Robot Yatırımları

ENDÜSTRİYEL ROBOTLARIN SAYISI YÜZDE 50 ARTTI

Universal Robots CEO’su Kim Povlsen Türkiye’deki ve dünyadaki robotik gelişmeleri değerlendirdi. Povlsen, “McKinsey’e göre otomatikleştirilmiş sistemler ve robotik teknolojisi, önümüzdeki beş yıl boyunca endüstri şirketlerinin sermaye giderlerinin yüzde 25’ini oluşturacak” dedi.

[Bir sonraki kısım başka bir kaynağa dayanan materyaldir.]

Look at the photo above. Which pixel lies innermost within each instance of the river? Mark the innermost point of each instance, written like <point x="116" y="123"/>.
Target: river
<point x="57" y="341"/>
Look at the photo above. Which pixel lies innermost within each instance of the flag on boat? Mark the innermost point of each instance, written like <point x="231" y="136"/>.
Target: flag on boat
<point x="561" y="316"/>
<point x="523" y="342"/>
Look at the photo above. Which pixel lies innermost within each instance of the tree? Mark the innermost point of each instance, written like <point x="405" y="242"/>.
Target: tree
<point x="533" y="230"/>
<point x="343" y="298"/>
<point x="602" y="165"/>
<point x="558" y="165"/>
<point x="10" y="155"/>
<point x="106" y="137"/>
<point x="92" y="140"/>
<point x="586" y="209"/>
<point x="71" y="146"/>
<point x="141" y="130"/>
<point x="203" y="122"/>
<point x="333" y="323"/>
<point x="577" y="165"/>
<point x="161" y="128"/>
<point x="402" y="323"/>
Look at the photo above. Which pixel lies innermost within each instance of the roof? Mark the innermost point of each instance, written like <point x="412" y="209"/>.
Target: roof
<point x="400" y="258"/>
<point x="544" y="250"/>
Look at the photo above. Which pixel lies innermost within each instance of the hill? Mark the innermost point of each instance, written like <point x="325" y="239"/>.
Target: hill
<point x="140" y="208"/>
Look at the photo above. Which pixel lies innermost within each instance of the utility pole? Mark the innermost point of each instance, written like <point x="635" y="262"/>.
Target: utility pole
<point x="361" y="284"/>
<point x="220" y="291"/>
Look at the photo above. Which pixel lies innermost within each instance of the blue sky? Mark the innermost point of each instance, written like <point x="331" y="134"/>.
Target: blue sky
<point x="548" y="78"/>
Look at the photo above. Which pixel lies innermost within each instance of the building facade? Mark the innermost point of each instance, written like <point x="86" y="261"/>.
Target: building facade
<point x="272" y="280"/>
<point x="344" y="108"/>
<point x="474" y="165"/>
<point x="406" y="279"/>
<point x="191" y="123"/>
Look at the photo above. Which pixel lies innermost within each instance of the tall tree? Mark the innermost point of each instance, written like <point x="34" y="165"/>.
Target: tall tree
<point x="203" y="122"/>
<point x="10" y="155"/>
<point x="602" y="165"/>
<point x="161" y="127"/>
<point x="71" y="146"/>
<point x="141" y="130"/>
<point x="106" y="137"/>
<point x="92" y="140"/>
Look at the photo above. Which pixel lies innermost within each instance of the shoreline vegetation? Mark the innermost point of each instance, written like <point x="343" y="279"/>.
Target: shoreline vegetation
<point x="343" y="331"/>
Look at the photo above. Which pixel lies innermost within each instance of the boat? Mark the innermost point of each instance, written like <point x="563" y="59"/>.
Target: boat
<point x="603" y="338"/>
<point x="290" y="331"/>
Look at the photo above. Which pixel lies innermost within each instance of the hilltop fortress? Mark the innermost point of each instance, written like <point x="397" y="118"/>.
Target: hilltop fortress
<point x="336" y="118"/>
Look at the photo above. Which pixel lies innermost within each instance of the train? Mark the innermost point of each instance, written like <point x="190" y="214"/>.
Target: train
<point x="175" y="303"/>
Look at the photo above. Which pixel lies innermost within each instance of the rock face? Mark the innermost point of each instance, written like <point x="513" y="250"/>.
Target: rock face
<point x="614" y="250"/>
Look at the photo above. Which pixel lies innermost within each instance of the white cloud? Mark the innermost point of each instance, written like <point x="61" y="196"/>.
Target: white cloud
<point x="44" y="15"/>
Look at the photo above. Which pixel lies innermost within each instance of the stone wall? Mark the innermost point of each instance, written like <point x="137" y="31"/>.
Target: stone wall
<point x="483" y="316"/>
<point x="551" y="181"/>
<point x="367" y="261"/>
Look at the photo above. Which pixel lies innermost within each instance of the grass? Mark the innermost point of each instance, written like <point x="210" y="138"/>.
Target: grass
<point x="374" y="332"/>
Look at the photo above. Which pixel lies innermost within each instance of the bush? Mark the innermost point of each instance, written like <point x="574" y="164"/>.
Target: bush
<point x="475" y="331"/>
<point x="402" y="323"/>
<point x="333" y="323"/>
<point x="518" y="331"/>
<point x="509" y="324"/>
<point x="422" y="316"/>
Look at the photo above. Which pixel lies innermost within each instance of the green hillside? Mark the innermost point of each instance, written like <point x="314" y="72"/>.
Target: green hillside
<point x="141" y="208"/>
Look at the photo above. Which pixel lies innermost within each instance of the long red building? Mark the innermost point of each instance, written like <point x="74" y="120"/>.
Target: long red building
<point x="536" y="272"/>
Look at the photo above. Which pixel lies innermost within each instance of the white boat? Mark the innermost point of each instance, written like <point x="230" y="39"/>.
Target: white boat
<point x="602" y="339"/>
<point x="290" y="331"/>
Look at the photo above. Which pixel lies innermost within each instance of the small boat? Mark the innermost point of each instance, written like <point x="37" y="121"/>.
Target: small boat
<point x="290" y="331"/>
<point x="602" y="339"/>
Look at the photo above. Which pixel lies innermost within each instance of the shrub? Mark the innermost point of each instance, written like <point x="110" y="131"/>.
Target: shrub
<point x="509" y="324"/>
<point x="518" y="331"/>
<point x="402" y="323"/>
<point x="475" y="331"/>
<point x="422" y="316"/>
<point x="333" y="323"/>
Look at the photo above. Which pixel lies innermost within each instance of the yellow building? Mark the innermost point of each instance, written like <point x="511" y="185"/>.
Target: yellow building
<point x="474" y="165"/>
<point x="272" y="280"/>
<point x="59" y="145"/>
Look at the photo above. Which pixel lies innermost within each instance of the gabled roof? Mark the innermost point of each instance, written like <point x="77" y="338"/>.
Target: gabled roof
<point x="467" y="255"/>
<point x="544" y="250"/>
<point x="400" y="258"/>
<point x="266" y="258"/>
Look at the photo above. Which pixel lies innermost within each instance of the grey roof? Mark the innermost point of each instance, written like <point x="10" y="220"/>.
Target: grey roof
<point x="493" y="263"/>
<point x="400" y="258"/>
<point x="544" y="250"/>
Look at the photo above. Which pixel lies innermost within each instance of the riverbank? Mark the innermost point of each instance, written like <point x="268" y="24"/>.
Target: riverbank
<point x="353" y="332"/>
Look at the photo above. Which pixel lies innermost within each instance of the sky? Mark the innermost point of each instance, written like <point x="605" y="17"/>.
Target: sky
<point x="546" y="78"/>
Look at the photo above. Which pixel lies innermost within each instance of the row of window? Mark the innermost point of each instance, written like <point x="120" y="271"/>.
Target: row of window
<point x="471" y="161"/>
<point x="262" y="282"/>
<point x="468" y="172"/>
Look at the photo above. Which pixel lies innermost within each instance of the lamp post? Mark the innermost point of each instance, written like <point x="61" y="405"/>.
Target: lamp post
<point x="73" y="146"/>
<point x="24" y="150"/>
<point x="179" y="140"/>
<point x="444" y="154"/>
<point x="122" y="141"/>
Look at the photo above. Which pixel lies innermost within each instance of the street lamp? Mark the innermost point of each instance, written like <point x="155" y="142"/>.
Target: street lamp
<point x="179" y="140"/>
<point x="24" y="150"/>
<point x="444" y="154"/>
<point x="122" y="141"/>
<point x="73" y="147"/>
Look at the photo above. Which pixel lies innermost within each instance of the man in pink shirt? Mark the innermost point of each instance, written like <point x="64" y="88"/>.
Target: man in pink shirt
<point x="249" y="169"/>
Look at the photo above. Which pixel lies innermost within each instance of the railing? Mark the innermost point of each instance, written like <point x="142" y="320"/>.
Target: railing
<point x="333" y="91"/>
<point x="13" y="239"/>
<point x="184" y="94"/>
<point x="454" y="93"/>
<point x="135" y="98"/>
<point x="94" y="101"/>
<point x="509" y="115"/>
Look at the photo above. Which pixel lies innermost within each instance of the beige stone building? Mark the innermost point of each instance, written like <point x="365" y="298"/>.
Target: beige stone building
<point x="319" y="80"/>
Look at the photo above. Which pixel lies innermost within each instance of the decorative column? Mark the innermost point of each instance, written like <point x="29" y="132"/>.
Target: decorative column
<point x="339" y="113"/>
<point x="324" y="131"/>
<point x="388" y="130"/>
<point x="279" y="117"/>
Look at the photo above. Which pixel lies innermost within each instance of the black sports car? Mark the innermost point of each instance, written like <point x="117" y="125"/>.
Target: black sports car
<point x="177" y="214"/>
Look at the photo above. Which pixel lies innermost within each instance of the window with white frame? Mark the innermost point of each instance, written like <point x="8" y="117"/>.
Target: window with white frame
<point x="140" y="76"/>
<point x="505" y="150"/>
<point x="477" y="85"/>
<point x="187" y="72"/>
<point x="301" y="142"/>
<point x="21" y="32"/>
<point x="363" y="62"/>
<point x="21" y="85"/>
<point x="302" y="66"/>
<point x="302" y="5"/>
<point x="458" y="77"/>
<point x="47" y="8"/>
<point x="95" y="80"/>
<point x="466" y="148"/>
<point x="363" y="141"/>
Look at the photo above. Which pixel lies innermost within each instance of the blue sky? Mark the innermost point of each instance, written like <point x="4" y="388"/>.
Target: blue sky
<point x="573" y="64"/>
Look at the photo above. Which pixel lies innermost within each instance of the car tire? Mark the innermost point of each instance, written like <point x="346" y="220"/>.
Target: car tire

Universal Robots CEO’su Kim Povlsen, dünyadaki otomasyon yönelim süreçlerine bağlı olarak cobot endüstrisinin sürekli büyüdüğünü vurguladı. Tüm dünyada otomasyona olan eğilimin yükseldiğine dikkat çeken Povlsen, 2021’de bir önceki yıla göre yüzde 44 artışla dünya çapında 31 bin adet cobot satıldığını dile getirdi. 2026’ya kadar cobot piyasasının üç kat artarak 100 bin birimlik sevkiyatlarla 2 milyar doları aşacağının öngörüldüğünü de belirten Povlsen şöyle konuştu: “Hâlihazırda cobot piyasasını üç ana faktör etkiliyor. Bunlardan ilki, birçok ülkede artan işgücü sıkıntısı ve nitelikli çalışan eksikliği. Bu noktada şirketler verimlilik ve kaliteyi korumak için çözüm olarak otomasyona geçiyor. İkinci unsurda belirsizlik dönemlerinin ardından şirketlerin direncini ve üretimini piyasaya yakın tutma hedefini görüyoruz. Üçüncü faktörde ise, artan nüfus ve kentleşmenin, ürün ve hizmetlere olan küresel talebi arttırması, bu sonuçla beraber şirketlerin daha da fazla üretme ihtiyacı belirgin.”

 “TÜRKİYE TAKİBİMİZDE OLACAK”

Kim Povlsen Universal Robots’un küresel piyasa payının yüzde 40 olduğunu aktardı. “Küresel piyasa payımızla birlikte dünyanın lider cobot üreticisi olarak konumlanıyoruz. 2021 senesinde Türkiye’de geçtiğimiz yıla göre kurulumu yapılan endüstriyel robotların sayısı yüzde 50 artarak küresel çapta 16. sıraya yerleşti. Bu oranlar Türkiye’nin gelecekteki otomasyon potansiyelini işaret ediyor. Türkiye piyasası ilerleyen dönemler de de takibimizde olacak” diyen Povlsen, “Türkiye’deki endüstriyel robotların en yaygın kullanımı paketleme ve paletleme, makine besleme, montaj vb. gibi elle yapılan işlemler. Türkiye’de otomasyon eğiliminin yüksek olduğu endüstriler ise otomotiv ve metal sektörü. Kaynak alanındaki otomasyon çözümleri de bir diğer eğilimi ifade ediyor. Bu alanda küreselde de yüksek taleple karşılaşıyoruz” dedi.

TÜRKİYE’DE KAYITLI 2 BİN KULLANICISI VAR

Kim Povlsen, Türkiye’de UR Akademi’ye 2 bin kişinin kaydolduğunu aktardığı konuşmasını şu şekilde tamamladı: “2020 senesinde Dünya Ekonomik Forumu, makinelerin ve otomasyonun 2025 senesine kadar dünya çapında 97 milyon iş yaratacağını açıkladı. Elbette, çalışanlar için bir cobot’un iki CNC makinesini birden aynı anda idare edebilmesi büyük bir değişim. Bu yüzden de geleceğin işgücünü eğitebilecek ve şirketlerinin otomasyonda uzmanlaşmasını sağlayacak; mevcut olanın da becerisini geliştirebilecek birinci sınıf robot eğitimi verme konusuna kendimizi adamış durumdayız. Bunu da dünyanın dört bir yanındaki 100 adet eğitim merkezlerimizde süratle gerçekleştiriyoruz. Bununla birlikte dünya çapında 187 bin kayıtlı kullanıcıya sahip UR Akademimizde online eğitimler sunuyoruz. Hâlihazırda Türkiye’de 2 bin kayıtlı kullanıcıya sahibiz.”